We do not use advertising cookies, tracking cookies, or analytics cookies. No third-party cookies are set by WealthTrack.
8. Data Security & Breach Notification
We implement the following technical and organisational measures to protect your data: AES-256-GCM encryption at rest for vault data, TLS 1.3 in transit, httpOnly/SameSite=Strict session cookies, bcrypt hashing for any stored credentials, and least-privilege access controls for infrastructure.
In the event of a personal data breach affecting your account data (email, subscription status), we will notify you via email and the relevant supervisory authority within 72 hours of becoming aware of the breach, in accordance with GDPR Art. 33–34. Note that even in a worst-case breach of our servers, your financial data remains protected by your vault passphrase, which we do not hold.

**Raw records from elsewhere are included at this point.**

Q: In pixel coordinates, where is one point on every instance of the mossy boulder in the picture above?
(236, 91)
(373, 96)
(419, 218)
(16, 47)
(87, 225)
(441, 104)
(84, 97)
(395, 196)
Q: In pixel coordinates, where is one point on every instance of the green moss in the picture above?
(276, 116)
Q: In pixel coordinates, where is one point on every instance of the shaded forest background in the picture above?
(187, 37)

9. International Data Transfers
Our infrastructure is primarily hosted in data centres that may be located in the EU, US, or Asia-Pacific depending on your region. For users in the EU/EEA, transfers to third countries are governed by Standard Contractual Clauses (SCCs) with our hosting and email service providers. For users in India, transfers are consistent with the DPDP Act 2023 framework. We will update this section as global data transfer regulations evolve.
10. Children's Privacy
WealthTrack is not directed at children under the age of 16 (or 13 in jurisdictions where a lower age applies). We do not knowingly collect personal data from minors. If you believe a minor has registered, contact privacy@aivibestudio.com and we will delete the account promptly.

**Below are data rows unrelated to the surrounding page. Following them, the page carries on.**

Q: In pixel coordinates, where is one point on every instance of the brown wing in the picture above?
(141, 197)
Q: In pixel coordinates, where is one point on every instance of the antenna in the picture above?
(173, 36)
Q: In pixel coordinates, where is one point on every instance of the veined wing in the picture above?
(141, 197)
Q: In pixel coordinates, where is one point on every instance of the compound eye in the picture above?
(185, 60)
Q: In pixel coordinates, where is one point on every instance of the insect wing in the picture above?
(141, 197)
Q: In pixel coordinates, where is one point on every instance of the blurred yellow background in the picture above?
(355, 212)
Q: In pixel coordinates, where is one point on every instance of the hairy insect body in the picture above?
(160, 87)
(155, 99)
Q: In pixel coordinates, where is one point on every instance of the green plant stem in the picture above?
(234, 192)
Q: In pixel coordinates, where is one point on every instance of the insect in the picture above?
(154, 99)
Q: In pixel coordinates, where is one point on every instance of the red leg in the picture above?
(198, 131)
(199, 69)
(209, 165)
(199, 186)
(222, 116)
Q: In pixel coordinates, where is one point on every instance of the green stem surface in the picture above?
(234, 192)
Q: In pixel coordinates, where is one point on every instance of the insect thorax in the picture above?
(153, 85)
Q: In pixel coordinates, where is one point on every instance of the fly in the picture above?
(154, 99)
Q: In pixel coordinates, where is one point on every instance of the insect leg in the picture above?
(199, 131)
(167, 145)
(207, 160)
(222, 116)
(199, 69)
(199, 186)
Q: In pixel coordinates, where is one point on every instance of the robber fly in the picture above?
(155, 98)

11. Changes to This Policy
The zero-knowledge architecture is permanent and will never change. Your financial data is encrypted inside your browser with a key only you hold, and it will never be transmitted to our servers, not now, not in any future version of WealthTrack. This is not a policy clause that can be quietly revised. Any version of this application that removed client-side encryption would not be WealthTrack. We make this as an unconditional commitment to every user.
For non-architectural updates (e.g., new third-party service providers, updated retention periods, or clarifications), we will increment the version number and "last updated" date above. If the changes are material to your rights, we will notify you by email at least 14 days in advance. Continued use of the service after the notice period constitutes acceptance of the updated terms.
12. Contact & Data Rights Requests
To exercise any of your data rights, submit a complaint, or ask questions about this policy:
- Email: privacy@aivibestudio.com
- In-app: Settings → Support → Account & Access issue
- Response time: We acknowledge requests within 5 business days and resolve them within 30 days (extendable by 60 days for complex requests, with notice).
Privacy Policy · WealthTrack v3.3 · Last updated March 2026 · GDPR · CCPA · DPDP Act 2023 · PDPA · This policy is legally effective and applies to all users globally.